Search funds are a cross between venture capital and private equity, Albert says. They're "venture-esque" in that the search fund industry remains a small one. "Everyone knows each other," he says.
But, they're like private equity in that the individuals behind the funds usually are a couple of recent MBA grads, often from an elite school, who decide to form an entity to raise money, and then search for a company to acquire and run. "The acquisition aspect is similar to private equity," Albert says. Also like private equity, search funds tend to use a multiple of earnings in order to determine an acquisition price.
There's a key difference to private equity deals, however: search funds tend to target companies that have smaller enterprise values and thus don't hit the PE radar screen, Albert says.
Many search funds target cash flow businesses, Albert says. "They're companies that have products and are making sales; they're usually cash flow positive." Most are under about $20 million in value, and many are service businesses in sectors such as health, education and technology. One reason for the popularity of service companies is that they tend to be easier to understand than manufacturing firms; there's no need to account for inventory, work in process and the like.
The search fund market still is an emerging, albeit growing one. Albert says that while three or four funds used to form each year, that number has jumped to 15 to 20 funds over the past several years. Several factors are converging to drive growth, including the fact that a number of business school graduates don't want to work for someone else, Albert says. One option is to start a search fund and look for a company to acquire. "Then, they don't have to get a real job. They can work for themselves."
Some investors haven't make out too badly, either, although it can be a wild ride. A recent study by the Center for Entrepreneurial Studies at Stanford Graduate School of Business found that the aggregate pre-tax internal rate of return of a group of 100 search funds through year-end 2011 was 34.4 percent.
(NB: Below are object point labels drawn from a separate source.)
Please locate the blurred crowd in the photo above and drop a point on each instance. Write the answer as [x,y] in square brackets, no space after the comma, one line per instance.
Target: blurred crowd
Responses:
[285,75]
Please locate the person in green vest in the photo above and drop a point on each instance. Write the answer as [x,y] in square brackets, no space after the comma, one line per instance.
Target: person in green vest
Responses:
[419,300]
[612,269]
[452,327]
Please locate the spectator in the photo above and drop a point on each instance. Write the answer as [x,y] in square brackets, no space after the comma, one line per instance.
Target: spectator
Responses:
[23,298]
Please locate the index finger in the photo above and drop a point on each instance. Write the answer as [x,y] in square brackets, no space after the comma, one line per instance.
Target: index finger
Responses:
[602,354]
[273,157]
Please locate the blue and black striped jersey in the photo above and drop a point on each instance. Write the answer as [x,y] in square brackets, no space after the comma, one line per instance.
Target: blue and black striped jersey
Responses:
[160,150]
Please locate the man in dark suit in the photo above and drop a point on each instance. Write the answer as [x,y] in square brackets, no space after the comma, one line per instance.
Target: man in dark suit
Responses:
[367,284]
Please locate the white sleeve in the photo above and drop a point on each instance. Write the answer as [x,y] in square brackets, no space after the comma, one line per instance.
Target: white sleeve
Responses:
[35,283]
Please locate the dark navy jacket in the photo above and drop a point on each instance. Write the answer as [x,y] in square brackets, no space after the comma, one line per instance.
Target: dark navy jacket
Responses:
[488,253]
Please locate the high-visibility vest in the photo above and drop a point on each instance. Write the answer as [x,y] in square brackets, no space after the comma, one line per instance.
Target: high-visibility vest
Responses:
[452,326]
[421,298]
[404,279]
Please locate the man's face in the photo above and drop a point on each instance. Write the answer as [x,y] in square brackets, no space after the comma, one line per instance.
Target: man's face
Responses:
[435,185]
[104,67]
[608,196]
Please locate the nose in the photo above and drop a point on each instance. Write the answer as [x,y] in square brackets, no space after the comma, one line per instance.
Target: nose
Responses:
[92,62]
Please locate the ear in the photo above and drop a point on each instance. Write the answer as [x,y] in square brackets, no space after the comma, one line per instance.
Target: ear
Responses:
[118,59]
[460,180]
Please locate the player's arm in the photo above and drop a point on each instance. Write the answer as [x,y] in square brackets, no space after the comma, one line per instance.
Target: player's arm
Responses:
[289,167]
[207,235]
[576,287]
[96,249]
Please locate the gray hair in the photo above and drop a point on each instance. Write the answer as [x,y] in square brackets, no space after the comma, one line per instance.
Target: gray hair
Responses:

However, the study notes that some funds lost all the capital invested. When the researchers excluded the five funds with the highest returns, the overall IRR fell to 20 percent.
At this point, the search fund market is similar to the venture capital market in the early 1980s, just before greater amounts of money starting flowing into it, making deals more competitive, Albert says. The venture capital market currently totals between about $20 and $25 billion, while the private equity market measures in the hundreds of billions of dollars, he estimates. The search fund market, in contrast, tops out at about several hundred million dollars.
Given the sizes of the deals typically done by search funds, it's unlikely this market will grow to anywhere near the private equity market. However, "if it does get to be as big as the venture market, it would be great," Albert says.